Quel étrange roman ! Un univers anxiogène qui n’est pas sans rappeler certains films d’Alfred Hitchcock ou de David Lynch, je vous avoue que l’originalité de ce roman m’a passionnée, même si je lui ai trouvé quelques défauts : excessif parfois, quelques clichés et… je n’ai pas eu la réponse à toutes les questions que je me suis posées au cours de ma lecture. Mais le portrait de Mrs March est saisissant et j’ai véritablement eu envie de savoir le fin mot de l’histoire ! On trouve tout d’abord à cette Mrs March une certaine « préciosité », qui la rend autant attachante qu’agaçante. On plaint sa condition de femme au foyer, elle qui « attend fidèlement son mari comme un chien attend son maître », elle n’a que peu d’intérêt pour son fils et réciproquement, elle craint sa propre gouvernante, se soucie du quand dira t-on et subie une vie faite d’apparences. Pourtant elle ne manque pas de moyens financiers mais elle est incapable de profiter de sa liberté, n’a aucune passion, aucune amie véritable. Sans le réaliser, elle « crève » de n’être que « la femme de« . Elle est tellement gentille qu’elle n’a pas de reconnaissance sociale et souffre d’un complexe d’infériorité. Elle est anxieuse, dépressive et développe une sorte de psychose paranoïaque qui la mène à vivre des situations incongrues.

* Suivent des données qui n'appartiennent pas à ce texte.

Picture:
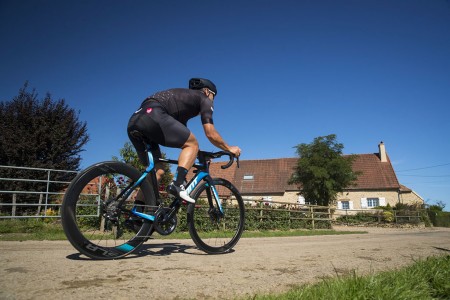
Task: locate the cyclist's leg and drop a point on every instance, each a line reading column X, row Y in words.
column 189, row 152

Nous avons donc là une sorte de desperate housewife plutôt inquiétante. Finalement de qui doit-elle se méfier ? De ses proches ou d’elle même?

Mrs March est un roman addictif, au style fluide et plaisant : j’ai trouvé ce portrait de femme en proie au doute et à la paranoïa, dont le monde s’effondre progressivement, terriblement captivant. Mais on ne connait pas l’origine profonde de ses délires psychotiques, je m’attendais à un traumatisme plus ancré dans le passé, mais qui n’a pas été vraiment évoqué. Il m’a manqué certains éléments pour véritablement comprendre ce roman, la fin est assez choquante certes mais ne m’a pas apporté toutes les réponses attendues. Je conseille pourtant fortement ce huis-clos psychologique asphyxiant dont je retiendrais l’ intensité.

Je remercie les Editions du Cherche-Midi via Netgalley pour ce partenariat.